En el libro hubo mucha ayuda de otros, y ahora que está en la calle más. Me dicen: “te acordás
de que había una canción de Sandro, o de Fito Paez..”. Y esto es muy bueno, es un logro del
libro porque desata, hace rizoma, abre nuevas redes en cada lector.

—En el prólogo de su libro dice: “Como el protagonista de 'Las ruinas circulares’, me


reconozco un ser soñado que sueña futuros soñadores... Al fin y al cabo de eso se trata la
educación´”. ¿Qué sueña para los futuros soñadores?

—Supongo que lo que soñaron sobre mí y lo contrario al mismo tiempo. En estos casos es
difícil salir de frases comunes como: que la pasen bien, que sean felices, que se apropien del
mundo, que vivan un mundo con justicia, cosas que siguen siendo válidas pero que aún no han
sido cumplidas. Esos viejos pedidos siguen estando. Lo que me parece muy importante es que
se reconozcan como hoy me puedo reconocer yo: en los últimos años nos hemos dado cuenta de
que somos soñados y que eso no nos impide seguir soñando; que reconozcan esto y que no
dejen de soñar.

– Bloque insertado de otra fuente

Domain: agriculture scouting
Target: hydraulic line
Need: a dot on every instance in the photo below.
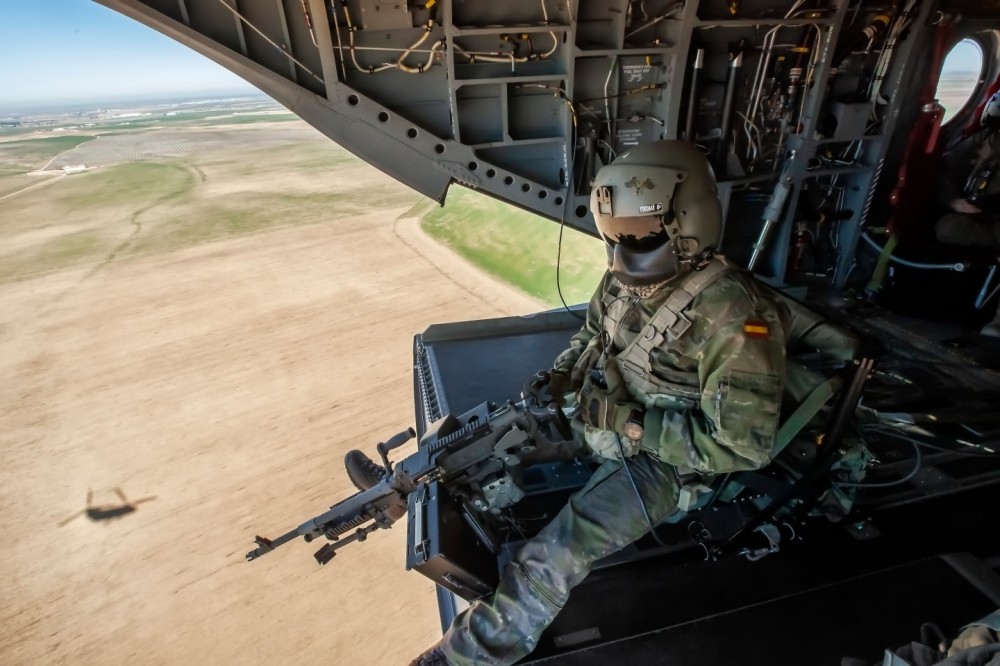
(699, 64)
(732, 78)
(958, 267)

Que hay alguien que estuvo antes que le dejó algo para que ellos sigan dejando,
y que nunca nada empieza desde el vamos y que por suerte nunca nada se termina.

—La transmisión de la historia es importante, así como el estudio de la historia de la educación;


rescatar las huellas del pasado nos permite comprender el presente y construir mejor el futuro.
¿Cómo es el panorama de esta rama de la investigación ?

—La historia de la educación argentina –dentro de todo– goza de bastante buena salud. Es uno
de los campos dentro de la educación y dentro de la historia que en los últimos años ha tenido
bastante desarrollo, siguiendo la idea de que gran parte del presente se juega en el pasado. No
casualmente hay un auge de esta rama de la investigación en los 90. Si se hace un poco de
historiografía de la educación, se ve que las primeras obras de historia de la educación se
escribieron cuando el sistema se erigía, y era un discurso muy panegírico, muy a futuro:
contamos el pasado para que vean qué horrible fue el pasado y cómo ahora lo que vamos a
construir es lo mejor y es el punto de llegada inevitable. Entonces luego, y no casualmente, los
historiadores de la educación volvimos a escribir la historia de la educación cuando el sistema
se derrumbaba, tratando de rescatar los restos del naufragio y de mostrar que hubo otras voces,
otras posiciones; la cosa fue más compleja y no se puede cerrar de un día para el otro, barajar y
dar de nuevo como tal vez se pensaba en los 90. El pasado no es sólo un resabio negativo, no es
sólo una mochila pesada, el pasado es una bruta cantera de ideas nuevas. Creo que es necesario
volver a imaginar, y la imaginación tiene una contracara: la memoria. Lo que quise hacer con el
libro es poner la memoria a disposición para imaginar nuevos futuros.